Talk about devotion, as Jesus himself said, “Greater love has no one than this, that someone lays down his life for his friends.” (John 15:13, ESV)  You’ve maybe heard the saying that even though Jesus was nailed to the cross, the nails didn’t hold him there, it was love that did.  It was His devotion.  You were his compelling motive attached to an objective.  He selflessly stayed on the cross to take away your sin of selfishness.  His blood washes you from the stain of selfish neglect.  His blood makes you clean again and acceptable to God the Father.  Living Under the Cross means living in that forgiveness given to us by faith in Jesus.  That forgiveness empowers us to work at being devoted to each other, just as Jesus is devoted to us.
And how does it look in our families?  It shows up because Under the Cross we have been made new creatures.  That means that a saint resides in there with that sinner.  Our devotion is a reflection of Jesus who promises to be with us through the Holy Spirit.  Doing the right thing happens, because that’s what “saints” of God do.  

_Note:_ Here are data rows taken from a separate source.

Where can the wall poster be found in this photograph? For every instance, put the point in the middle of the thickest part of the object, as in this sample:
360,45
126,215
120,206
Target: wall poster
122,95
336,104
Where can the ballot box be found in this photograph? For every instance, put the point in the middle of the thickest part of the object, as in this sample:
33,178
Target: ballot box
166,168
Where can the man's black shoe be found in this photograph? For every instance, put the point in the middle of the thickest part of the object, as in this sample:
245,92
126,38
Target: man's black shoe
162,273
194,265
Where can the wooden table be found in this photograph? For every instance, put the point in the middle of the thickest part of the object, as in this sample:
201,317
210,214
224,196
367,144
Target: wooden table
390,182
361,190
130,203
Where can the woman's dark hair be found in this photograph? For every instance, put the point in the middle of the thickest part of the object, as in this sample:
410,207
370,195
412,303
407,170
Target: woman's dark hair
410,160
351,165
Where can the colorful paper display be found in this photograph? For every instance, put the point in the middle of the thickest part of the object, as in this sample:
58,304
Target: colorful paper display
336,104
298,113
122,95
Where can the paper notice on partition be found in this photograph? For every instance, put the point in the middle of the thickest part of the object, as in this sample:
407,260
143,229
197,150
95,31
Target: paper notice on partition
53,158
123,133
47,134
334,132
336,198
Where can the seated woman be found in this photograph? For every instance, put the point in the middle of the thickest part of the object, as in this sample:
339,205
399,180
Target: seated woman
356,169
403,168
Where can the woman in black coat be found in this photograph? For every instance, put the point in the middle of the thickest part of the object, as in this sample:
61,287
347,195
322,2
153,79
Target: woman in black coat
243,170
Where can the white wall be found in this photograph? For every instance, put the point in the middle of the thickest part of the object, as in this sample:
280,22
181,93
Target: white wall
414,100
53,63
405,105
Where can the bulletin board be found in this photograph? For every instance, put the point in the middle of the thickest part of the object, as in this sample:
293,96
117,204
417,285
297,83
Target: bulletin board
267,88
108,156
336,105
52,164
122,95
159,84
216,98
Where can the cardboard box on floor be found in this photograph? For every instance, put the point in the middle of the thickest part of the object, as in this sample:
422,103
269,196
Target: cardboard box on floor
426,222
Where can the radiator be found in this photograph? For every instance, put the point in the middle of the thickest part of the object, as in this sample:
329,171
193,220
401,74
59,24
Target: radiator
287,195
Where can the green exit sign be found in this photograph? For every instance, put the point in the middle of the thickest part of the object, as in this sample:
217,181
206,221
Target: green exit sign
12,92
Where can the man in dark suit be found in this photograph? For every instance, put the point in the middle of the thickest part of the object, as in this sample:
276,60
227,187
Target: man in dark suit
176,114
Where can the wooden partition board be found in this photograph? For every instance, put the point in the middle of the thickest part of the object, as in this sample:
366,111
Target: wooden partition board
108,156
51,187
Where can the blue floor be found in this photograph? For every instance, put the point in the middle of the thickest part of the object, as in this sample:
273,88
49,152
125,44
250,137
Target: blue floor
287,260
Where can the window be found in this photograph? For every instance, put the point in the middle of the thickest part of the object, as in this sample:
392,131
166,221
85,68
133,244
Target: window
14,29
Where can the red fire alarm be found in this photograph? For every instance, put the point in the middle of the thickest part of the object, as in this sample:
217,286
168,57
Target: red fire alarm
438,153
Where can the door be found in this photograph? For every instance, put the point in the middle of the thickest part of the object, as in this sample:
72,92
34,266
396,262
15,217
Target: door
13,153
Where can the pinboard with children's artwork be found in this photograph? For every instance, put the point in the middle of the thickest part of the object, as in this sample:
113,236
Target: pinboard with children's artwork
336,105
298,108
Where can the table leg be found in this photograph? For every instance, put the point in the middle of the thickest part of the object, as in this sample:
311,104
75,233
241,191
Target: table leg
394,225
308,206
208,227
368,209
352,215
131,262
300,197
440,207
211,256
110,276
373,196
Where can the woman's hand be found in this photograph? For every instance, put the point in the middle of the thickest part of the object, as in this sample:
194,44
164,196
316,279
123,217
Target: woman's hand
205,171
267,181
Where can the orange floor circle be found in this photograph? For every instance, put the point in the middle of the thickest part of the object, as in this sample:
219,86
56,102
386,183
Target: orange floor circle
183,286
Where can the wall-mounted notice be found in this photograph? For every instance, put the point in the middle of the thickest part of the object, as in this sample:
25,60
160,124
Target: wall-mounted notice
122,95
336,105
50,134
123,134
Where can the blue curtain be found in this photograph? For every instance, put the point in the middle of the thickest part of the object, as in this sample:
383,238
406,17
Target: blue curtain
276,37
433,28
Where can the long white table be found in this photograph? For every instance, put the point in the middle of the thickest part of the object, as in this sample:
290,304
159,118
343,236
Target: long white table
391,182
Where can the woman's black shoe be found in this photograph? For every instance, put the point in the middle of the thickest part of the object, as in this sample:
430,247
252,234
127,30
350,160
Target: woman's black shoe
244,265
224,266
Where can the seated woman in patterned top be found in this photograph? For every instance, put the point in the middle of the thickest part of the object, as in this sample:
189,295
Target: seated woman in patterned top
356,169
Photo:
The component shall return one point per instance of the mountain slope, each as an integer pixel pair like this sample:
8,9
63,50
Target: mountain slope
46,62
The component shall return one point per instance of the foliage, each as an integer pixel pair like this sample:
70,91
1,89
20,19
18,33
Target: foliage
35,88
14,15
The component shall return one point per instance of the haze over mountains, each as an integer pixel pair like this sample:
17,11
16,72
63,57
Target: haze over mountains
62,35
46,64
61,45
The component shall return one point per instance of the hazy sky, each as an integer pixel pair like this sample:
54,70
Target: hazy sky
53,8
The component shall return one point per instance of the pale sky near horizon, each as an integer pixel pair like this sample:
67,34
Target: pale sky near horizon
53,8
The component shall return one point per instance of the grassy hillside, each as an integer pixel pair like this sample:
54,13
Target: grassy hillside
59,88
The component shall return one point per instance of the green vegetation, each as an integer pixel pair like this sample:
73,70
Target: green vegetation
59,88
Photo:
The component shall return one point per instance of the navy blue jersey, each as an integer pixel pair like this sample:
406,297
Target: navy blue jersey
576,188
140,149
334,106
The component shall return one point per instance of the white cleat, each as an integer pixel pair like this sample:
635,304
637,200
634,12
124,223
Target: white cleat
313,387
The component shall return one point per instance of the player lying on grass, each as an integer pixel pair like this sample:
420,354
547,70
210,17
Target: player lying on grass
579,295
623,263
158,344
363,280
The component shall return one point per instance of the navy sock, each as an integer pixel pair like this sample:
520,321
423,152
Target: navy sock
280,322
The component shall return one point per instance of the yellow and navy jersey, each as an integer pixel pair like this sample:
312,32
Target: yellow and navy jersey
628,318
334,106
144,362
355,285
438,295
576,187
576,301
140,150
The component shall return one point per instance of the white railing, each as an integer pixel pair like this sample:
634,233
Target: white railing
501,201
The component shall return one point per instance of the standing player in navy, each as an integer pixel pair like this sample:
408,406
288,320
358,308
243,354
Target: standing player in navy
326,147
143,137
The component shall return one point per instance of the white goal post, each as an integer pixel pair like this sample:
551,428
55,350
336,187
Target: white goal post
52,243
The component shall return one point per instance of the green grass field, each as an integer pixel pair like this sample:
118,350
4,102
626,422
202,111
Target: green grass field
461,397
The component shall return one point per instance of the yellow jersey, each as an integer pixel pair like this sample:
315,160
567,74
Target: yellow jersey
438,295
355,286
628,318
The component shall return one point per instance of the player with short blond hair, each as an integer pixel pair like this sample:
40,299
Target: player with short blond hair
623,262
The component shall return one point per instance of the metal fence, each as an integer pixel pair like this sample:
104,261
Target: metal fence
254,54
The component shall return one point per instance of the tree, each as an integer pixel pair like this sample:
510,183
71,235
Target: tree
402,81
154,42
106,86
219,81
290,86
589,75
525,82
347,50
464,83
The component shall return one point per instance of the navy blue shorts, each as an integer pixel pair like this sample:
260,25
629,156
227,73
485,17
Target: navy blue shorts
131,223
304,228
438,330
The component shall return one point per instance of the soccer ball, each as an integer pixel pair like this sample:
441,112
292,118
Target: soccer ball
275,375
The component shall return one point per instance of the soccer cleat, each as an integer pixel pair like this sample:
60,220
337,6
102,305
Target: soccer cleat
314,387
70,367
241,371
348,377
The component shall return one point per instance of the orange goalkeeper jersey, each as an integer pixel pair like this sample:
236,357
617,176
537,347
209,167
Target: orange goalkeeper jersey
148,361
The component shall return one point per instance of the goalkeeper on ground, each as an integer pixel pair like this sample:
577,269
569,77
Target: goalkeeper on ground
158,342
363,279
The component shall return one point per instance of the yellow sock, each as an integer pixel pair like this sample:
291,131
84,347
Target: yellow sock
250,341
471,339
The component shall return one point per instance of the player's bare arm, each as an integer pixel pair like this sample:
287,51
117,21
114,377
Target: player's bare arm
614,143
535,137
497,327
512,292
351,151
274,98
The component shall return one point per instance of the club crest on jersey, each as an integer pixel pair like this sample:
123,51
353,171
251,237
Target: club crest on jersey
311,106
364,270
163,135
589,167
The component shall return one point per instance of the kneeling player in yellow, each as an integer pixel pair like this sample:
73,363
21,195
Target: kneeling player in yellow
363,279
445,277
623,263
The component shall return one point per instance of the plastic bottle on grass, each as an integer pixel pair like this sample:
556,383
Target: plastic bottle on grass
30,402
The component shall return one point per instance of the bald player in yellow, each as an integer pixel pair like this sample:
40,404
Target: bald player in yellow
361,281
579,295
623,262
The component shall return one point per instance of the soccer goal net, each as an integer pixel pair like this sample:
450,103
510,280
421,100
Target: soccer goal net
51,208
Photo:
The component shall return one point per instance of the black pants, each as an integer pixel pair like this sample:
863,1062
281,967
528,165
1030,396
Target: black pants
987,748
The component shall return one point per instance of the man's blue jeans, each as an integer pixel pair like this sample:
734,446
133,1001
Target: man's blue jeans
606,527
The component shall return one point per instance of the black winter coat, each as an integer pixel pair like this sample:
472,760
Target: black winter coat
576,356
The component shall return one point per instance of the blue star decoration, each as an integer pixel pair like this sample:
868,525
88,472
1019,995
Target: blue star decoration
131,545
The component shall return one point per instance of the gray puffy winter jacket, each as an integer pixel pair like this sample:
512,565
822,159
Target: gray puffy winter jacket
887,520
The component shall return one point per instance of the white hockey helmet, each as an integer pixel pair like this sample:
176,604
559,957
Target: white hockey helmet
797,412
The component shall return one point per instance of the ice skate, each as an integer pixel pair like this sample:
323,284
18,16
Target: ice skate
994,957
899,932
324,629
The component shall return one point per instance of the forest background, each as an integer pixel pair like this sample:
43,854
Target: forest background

Christ’s love and forgiveness can even help families after a divorce build new lives together.  Christ’s love and forgiveness can help a husband and wife lay aside the hurt caused by being pushed apart and find time to be together.  I love the quote from Luther, “Let a wife make his husband be glad to come home, and let the husband make her sorry he must leave again.”  Christ’s love and forgiveness helps us to deal with our children with their best interests at heart.  Finding time, in quantity, to make happy memories that are carried into how they will deal with their children.  Christ’s love and forgiveness helps us to make the sacrifices we need to make to care for each other, weather that’s caring for children or caring for aging parents. Christ’s love and forgiveness helps us to be devoted to each other even when time is against us, when it’s inconvenient.  
That’s life for Families Under the Cross.  We can be devoted to each other because Jesus is devoted to us.  It’s hard work, we are still trouble by sin.  But, Jesus takes care of our sin on the cross.  So we are able to be devoted to each other as Families Under the Cross.  Amen.
The peace of God that passes all understanding keep your hearts and minds in Christ Jesus. Amen.